Snap (packages/snap):

• @noble/curves — secp256k1 ECDSA (audited, pure JS)
• @noble/hashes — SHA-256
• @metamask/snaps-sdk — Snap API types and UI components

dApp (packages/dapp):

• React 19 + Vite — UI framework and build tool

Release

Snap releases are driven by release-please and published to npm via Trusted Publishing — no NPM_TOKEN in the repo.
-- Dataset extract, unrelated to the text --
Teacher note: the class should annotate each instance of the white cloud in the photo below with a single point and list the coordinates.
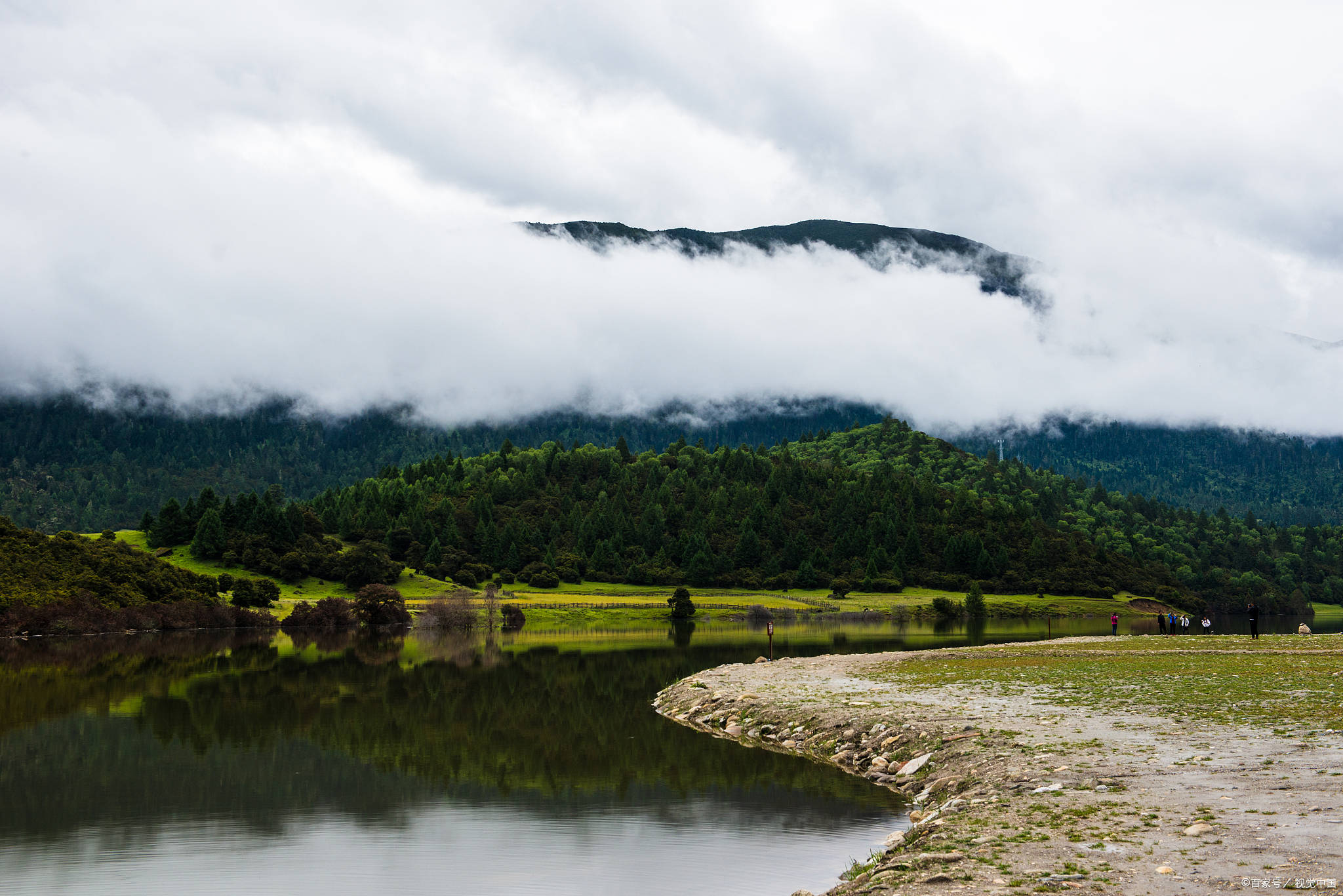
(313, 199)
Scope: only packages/snap. Commits that don't touch packages/snap/ are ignored. The dApp will have its own pipeline later.

1. Land conventional commits (feat:, fix:, feat!:) touching packages/snap/.
2. Release Please opens a release PR (chore(main): release snap X.Y.Z).
3. Merge it → tag snap-vX.Y.Z, GitHub release, npm publish with provenance.

Manual trigger: Actions → Release Please → Run workflow.

Installing the Published Snap

Snap ID: npm:@chainsafe/canton-snap. Works with standard MetaMask (no Flask).

const SNAP_ID = "npm:@chainsafe/canton-snap";

await window.ethereum.request({
  method: "wallet_requestSnaps",
  params: { [SNAP_ID]: { version: "^0.2.0" } },
});

await window.ethereum.request({
  method: "wallet_invokeSnap",
  params: { snapId: SNAP_ID, request: { method: "canton_getFingerprint" } },
});

Check install status with wallet_getSnaps.